Automatic segmentation of thoracic cavity structures in computer tomography (CT) is a key step for applications ranging from radiotherapy planning to imaging biomarker discovery with radiomics approaches. State-of-the-art segmentation can be provided by fully convolutional neural networks such as the U-Net or V-Net. However, there is a very limited body of work on a comparative analysis of the performance of these architectures for chest CTs with significant neoplastic disease. In this work, we compared four different types of fully convolutional architectures using the same pre-processing and post-processing pipelines. These methods were evaluated using a dataset of CT images and thoracic cavity segmentations from 402 cancer patients. We found that these methods achieved very high segmentation performance by benchmarks of three evaluation criteria, i.e. Dice coefficient, average symmetric surface distance and 95% Hausdorff distance. Overall, the two-stage 3D U-Net model performed slightly better than other models, with Dice coefficients for left and right lung reaching 0.947 and 0.952, respectively. However, 3D U-Net model achieved the best performance under the evaluation of HD95 for right lung and ASSD for both left and right lung.
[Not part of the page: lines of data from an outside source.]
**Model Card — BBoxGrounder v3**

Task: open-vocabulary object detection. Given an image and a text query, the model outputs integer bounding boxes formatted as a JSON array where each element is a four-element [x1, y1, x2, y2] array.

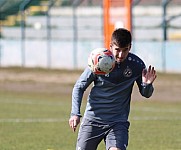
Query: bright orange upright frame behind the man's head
[[103, 0, 132, 48]]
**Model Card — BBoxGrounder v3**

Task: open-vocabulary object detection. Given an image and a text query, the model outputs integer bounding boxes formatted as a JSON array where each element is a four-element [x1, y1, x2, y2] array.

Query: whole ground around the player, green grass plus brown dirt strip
[[0, 68, 181, 150]]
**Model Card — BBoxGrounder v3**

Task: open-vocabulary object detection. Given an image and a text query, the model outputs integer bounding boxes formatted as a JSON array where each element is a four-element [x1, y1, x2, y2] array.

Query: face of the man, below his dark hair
[[110, 44, 131, 63]]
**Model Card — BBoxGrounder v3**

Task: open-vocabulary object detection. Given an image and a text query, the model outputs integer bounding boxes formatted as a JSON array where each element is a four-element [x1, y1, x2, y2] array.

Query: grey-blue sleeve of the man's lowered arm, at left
[[71, 68, 95, 117]]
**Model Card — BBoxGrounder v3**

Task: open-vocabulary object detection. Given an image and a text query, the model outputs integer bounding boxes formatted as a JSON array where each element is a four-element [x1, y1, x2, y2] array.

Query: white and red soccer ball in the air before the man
[[88, 48, 115, 75]]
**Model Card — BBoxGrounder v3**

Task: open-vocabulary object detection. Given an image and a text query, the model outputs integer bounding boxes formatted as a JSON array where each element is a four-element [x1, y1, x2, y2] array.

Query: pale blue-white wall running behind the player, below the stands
[[0, 40, 181, 73]]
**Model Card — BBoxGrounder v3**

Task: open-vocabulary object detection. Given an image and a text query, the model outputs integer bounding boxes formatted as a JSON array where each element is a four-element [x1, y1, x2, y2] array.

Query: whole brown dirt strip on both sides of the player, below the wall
[[0, 68, 181, 102]]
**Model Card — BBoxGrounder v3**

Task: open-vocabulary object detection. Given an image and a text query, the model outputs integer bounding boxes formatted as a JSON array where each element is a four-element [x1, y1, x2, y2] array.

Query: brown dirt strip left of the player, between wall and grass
[[0, 68, 81, 94]]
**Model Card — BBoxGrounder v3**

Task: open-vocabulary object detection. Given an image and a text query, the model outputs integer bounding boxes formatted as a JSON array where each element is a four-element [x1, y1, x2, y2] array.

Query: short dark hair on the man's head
[[111, 28, 132, 47]]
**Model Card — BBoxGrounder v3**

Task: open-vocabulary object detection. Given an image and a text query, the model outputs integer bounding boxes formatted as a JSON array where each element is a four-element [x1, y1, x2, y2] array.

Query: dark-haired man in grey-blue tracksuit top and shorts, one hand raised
[[69, 28, 156, 150]]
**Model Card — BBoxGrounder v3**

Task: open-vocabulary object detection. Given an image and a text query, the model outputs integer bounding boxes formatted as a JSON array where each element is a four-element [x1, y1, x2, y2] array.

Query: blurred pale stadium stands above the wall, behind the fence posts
[[0, 0, 181, 41]]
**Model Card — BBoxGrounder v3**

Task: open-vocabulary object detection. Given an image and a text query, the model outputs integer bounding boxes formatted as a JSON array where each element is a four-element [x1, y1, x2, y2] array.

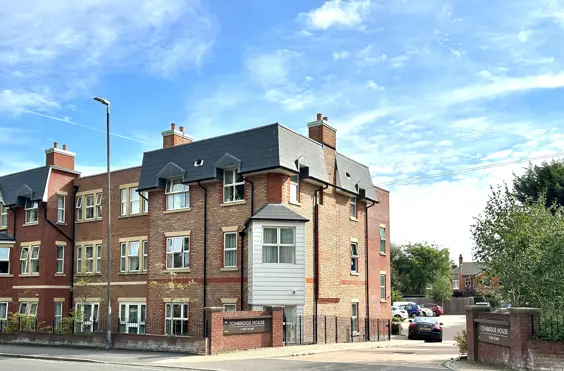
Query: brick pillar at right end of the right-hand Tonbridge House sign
[[509, 308, 540, 368]]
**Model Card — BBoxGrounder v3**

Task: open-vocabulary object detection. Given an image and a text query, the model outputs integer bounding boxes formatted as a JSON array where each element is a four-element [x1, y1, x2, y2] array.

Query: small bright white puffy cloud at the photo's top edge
[[299, 0, 371, 30]]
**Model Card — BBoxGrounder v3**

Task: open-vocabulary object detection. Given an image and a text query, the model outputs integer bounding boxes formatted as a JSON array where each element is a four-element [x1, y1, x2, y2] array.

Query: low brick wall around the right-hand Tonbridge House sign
[[466, 305, 564, 371]]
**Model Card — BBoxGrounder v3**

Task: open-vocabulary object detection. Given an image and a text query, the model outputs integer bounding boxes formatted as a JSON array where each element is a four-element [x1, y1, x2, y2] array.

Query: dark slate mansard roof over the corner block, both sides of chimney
[[139, 123, 377, 201]]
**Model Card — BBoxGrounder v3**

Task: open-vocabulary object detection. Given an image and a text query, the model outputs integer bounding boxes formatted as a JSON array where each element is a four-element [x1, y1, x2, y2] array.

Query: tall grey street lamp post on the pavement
[[94, 97, 112, 350]]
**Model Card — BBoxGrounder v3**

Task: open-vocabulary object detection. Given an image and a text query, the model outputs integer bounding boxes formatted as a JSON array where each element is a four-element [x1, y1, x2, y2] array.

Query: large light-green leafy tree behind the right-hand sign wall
[[471, 185, 564, 310]]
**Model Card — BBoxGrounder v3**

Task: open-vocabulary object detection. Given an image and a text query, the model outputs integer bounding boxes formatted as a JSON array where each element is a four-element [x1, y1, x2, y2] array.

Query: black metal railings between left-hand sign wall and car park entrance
[[283, 315, 391, 345]]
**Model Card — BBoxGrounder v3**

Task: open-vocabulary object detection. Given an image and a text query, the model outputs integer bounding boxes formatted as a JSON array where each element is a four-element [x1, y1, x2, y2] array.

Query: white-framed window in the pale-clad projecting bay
[[262, 227, 296, 264]]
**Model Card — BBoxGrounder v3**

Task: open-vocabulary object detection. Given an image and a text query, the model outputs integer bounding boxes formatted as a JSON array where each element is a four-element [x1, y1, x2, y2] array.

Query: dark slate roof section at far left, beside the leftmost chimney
[[0, 166, 50, 206]]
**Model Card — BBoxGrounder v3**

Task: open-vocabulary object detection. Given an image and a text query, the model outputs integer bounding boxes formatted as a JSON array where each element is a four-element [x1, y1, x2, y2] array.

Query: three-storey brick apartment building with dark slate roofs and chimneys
[[0, 114, 390, 334]]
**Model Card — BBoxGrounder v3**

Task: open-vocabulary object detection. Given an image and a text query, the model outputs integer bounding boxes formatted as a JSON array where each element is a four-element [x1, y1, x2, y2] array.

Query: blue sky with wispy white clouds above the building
[[0, 0, 564, 259]]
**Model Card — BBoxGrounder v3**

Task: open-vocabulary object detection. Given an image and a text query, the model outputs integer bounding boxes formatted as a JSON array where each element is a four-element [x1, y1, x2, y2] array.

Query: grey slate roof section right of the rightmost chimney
[[336, 152, 378, 202]]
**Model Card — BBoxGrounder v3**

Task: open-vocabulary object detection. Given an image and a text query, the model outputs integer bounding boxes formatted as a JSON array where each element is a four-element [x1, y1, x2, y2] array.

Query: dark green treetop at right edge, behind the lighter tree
[[513, 160, 564, 207]]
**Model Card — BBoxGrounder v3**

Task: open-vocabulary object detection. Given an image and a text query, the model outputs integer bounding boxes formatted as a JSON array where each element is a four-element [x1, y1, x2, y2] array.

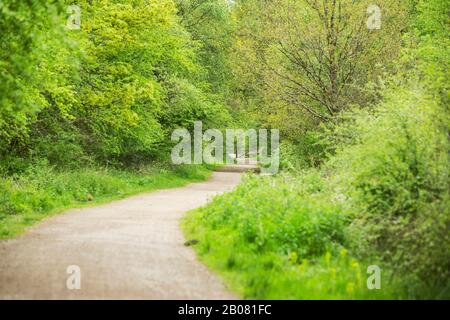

These results demonstrate that the current state-of-art deep learning models can work very well for segmenting not only healthy lungs but also the lung containing different stages of cancerous lesions. The comprehensive types of lung masks from these evaluated methods enabled the creation of imaging-based biomarkers representing both healthy lung parenchyma and neoplastic lesions, allowing us to utilize these segmented areas for the downstream analysis, e.g. treatment planning, prognosis and survival prediction.

Abstract Image

Abstract Image

胸腔肿瘤病灶分割:全卷积神经网络的头对头基准。
计算机断层扫描(CT)对胸腔结构的自动分割是放疗计划和放射组学成像生物标志物发现等应用的关键步骤。最先进的分割可以由全卷积神经网络如U-Net或V-Net提供。然而,对于这些结构在具有显著肿瘤性疾病的胸部ct上的表现进行比较分析的工作非常有限。在这项工作中,我们比较了使用相同的预处理和后处理管道的四种不同类型的全卷积架构。使用402例癌症患者的CT图像和胸腔分割数据集对这些方法进行了评估。通过对Dice系数、平均对称表面距离和95% Hausdorff距离三个评价标准进行基准测试,我们发现这些方法获得了非常高的分割性能。总体而言,两阶段三维U-Net模型表现略好于其他模型,左肺和右肺的Dice系数分别达到0.947和0.952。而3D U-Net模型在右肺HD95和左右肺ASSD评价下表现最佳。这些结果表明,目前最先进的深度学习模型不仅可以很好地分割健康的肺,还可以分割含有不同阶段癌症病变的肺。从这些评估方法中获得的综合类型的肺面罩能够创建基于成像的生物标志物,代表健康的肺实质和肿瘤病变,使我们能够利用这些分割区域进行下游分析,例如治疗计划,预后和生存预测。
本文章由计算机程序翻译,如有差异,请以英文原文为准。